- Church: Chaldean Catholic Church
- Diocese: Mar Addai of Toronto
- Appointed: 11 September 2021
- Predecessor: Bawai Soro
- Other post: Auxiliary Bishop of Baghdad (2018–2021)

Orders
- Ordination: 27 April 2008 by Pope Benedict XVI
- Consecration: 18 January 2019 by Louis Raphaël I Sako, Ramzi Garmou, Bawai Soro

Personal details
- Born: 23 October 1973 (age 52) Baghdad, Iraq
- Denomination: Chaldean Catholic Church
- Residence: Toronto, Ontario, Canada
- Alma mater: University of Baghdad, Pontifical Urban University, Pontifical Biblical Institute
- Motto: We have seen His glory

= Robert Jarjis =

Chaldean Catholic bishop (born 1973)

Robert Saeed Jarjis (born 23 October 1973) is an Iraqi-born Chaldean Catholic hierarch, who has served as the Bishop of the Chaldean Catholic Eparchy of Mar Addai of Toronto since 2021. He previously served as the Auxiliary Bishop of the Chaldean Catholic Archeparchy of Baghdad (2018–2021).

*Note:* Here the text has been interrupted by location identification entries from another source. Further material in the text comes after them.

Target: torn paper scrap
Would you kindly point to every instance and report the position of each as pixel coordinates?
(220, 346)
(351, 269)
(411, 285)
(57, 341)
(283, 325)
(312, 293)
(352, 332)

== Early life and education ==
Robert Saeed Jarjis was born on 23 October 1973 in Baghdad, Iraq. He initially earned a degree in veterinary medicine from the University of Baghdad. Following his religious calling, he moved to Rome to study at the Pontifical Urban University, where he obtained a baccalaureate and a licentiate in theology. He later earned a licentiate in Biblical theology from the Pontifical Biblical Institute.

== Priesthood ==
He was ordained a priest on 27 April 2008 for the Archeparchy of Baghdad by Pope Benedict XVI at the St. Peter's Basilica. Following his ordination, he served in several pastoral roles, including parish priest of Mary Mother of Sorrows in Baghdad and Rector of the St. Peter Patriarchal Seminary. He also served as the parish priest of the Church of the Assumption in Baghdad.

== Episcopate ==
On 22 December 2018, Pope Francis gave his assent to the election of Jarjis by the Synod of Bishops of the Chaldean Church as the Auxiliary Bishop of Baghdad, assigning him the titular see of Arsamosata. He was consecrated on 18 January 2019 by Patriarch Louis Raphaël I Sako, assisted by Ramzi Garmou and Bawai Soro at the St. Joseph Chaldean Catholic Cathedral in Baghdad.

During his time in Baghdad, he played a significant role in organizing the logistics for the 2021 apostolic journey of Pope Francis to Iraq, describing the visit as a "miracle of peace" for the country.

On 11 September 2021, he was appointed Bishop of the Chaldean Catholic Eparchy of Mar Addai of Toronto, succeeding Bishop Bawai Soro.